CFPB Issues Final Arbitration Rules; Rejects Pleas for CU Exemption

CFPB Issues Final Arbitration Rules; Rejects Pleas for CU Exemption
July 10, 2017 Marketing GrafWebCUSO

The CFPB on Monday released final rules that will restrict the use of arbitration clauses in financial contracts—specifically rejecting the argument made by credit unions that they should be exempt from the regulations.

“While credit unions may be nonprofit, member-owned entities that may have fewer incentives to engage in problematic practices with their members, it is not true that credit unions have never violated the law and have never faced cases in response to their past violations of the law,” the CFPB said in its explanation of the rule.

Arbitration agreements make it virtually impossible for consumers to join together to file suit and seek damages from financial institutions, CFPB Director Richard Cordray said, in a conference call with journalists.

“Including these clauses in contracts allows companies to sidestep the judicial system, avoid big refunds, and continue to pursue profitable practices that may violate the law and harm large numbers of consumers,” he said.

“Few consumers are aware of these clauses and even fewer know how they work,” Cordray said.

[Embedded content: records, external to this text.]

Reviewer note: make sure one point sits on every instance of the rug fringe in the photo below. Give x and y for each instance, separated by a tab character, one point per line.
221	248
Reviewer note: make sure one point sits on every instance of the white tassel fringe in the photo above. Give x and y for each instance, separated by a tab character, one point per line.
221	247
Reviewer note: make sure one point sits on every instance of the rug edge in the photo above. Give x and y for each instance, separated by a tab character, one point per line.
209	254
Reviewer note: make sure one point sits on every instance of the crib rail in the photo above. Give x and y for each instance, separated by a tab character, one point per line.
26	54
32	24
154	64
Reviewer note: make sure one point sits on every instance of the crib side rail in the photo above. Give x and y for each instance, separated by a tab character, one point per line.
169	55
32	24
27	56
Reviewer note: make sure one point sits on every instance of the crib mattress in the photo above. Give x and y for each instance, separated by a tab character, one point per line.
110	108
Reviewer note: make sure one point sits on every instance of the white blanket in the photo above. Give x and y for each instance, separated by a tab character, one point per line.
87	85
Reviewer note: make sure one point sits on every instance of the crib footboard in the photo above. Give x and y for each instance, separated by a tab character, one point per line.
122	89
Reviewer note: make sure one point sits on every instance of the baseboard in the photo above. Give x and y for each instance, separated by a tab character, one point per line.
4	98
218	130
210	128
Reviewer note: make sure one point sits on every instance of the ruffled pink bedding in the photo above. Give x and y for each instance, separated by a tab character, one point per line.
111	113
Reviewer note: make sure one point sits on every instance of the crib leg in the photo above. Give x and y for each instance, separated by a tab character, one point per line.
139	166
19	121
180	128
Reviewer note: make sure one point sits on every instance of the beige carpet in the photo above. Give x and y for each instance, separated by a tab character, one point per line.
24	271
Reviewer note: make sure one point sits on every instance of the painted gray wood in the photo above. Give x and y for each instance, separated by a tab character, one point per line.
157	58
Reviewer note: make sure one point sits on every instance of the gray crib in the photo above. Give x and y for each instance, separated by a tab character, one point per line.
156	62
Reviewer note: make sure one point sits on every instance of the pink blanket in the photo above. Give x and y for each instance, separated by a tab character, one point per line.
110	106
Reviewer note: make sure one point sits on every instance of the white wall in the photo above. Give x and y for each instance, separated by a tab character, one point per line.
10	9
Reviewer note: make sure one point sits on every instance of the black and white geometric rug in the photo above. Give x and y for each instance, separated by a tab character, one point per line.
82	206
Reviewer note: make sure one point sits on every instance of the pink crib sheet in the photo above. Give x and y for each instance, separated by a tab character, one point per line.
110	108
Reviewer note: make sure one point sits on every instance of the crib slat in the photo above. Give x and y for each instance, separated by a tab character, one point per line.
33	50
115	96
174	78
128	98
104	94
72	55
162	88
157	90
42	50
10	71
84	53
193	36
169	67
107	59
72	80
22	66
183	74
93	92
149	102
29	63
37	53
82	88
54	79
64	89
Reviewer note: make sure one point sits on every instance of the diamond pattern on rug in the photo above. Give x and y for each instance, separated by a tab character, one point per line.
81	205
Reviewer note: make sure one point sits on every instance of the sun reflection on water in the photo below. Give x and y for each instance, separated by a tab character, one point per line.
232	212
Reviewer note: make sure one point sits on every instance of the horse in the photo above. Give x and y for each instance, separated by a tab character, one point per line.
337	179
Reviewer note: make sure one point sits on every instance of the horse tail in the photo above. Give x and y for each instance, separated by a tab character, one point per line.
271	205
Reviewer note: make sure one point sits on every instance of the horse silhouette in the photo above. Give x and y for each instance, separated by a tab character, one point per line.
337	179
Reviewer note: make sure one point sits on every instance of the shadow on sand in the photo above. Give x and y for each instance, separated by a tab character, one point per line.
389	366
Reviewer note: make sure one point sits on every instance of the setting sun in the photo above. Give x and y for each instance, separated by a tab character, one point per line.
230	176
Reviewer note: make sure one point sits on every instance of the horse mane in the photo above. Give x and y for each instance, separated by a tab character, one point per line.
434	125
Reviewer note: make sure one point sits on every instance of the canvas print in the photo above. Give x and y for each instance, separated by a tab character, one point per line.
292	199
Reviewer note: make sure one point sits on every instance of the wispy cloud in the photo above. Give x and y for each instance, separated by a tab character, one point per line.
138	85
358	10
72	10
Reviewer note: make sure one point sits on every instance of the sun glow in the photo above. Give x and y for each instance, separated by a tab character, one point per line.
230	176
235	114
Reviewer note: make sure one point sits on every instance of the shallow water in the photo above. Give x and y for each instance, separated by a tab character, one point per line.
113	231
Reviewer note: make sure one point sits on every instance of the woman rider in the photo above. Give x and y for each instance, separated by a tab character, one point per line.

Under the rule, companies still will be able to include arbitration clauses in their contracts, but they may not use those clauses to stop consumers from being part of a class action lawsuit. The rule specifies the language that must be used in the contract.

The rule also requires companies to submit to the CFPB detailed information about claims and awards made in arbitration. That data eventually will be made public, with consumer names and identifying data removed.

The rule applies to any new financial contracts entered into 241 days after the regulations are published in the Federal Register.

The rule is likely to create a firestorm on Capitol Hill, where House Republicans have included in pending legislation language that would specifically prohibit the CFPB from issuing the regulations.

The House has passed Financial Services Chairman Jeb Hensarling’s (R-Texas) Financial CHOICE Act, which will curtail many of the CFPB’s powers and specifically prohibit it from issuing the arbitration rules.

House Republicans have included similar provisions in their version of the FY2018 Financial Services Appropriations bill.

Cordray acknowledged that opposition.

“I am, of course, aware of those parties who have indicated they will seek to have the Congress nullify this new rule,” he told reporters. “That is a process that I expect will be considered and determined on the merits. My obligation as the director of the consumer bureau is to act for the protection of consumers and in the public interest. In deciding to issue this rule, that is what I believe I have done.”

Credit union officials have argued that they should be exempt from the rules since they are member-owned. They said members would essentially be suing themselves if they file suit.

The CFPB rejected that argument.

“The CFPB already has rejected the idea that credit unions should be exempt from the agency’s regulations,” the agency said in an explanation of the rule.

Credit union groups also asserted that many credit unions do not use arbitration clauses in their contracts. The CFPB said that means the rule will have little impact on credit unions.

“With respect to credit unions, the Bureau does not believe that member ownership is a sufficient compliance incentive to replace a right to enforce the relevant laws on a class basis,” the bureau said in explaining the rules.

Credit union members may be unaware about membership accountability mechanisms and are unlikely to mount a campaign among members to hold the financial institution accountable.

And the CFPB rejected a call for credit unions to be exempt from the reporting requirements.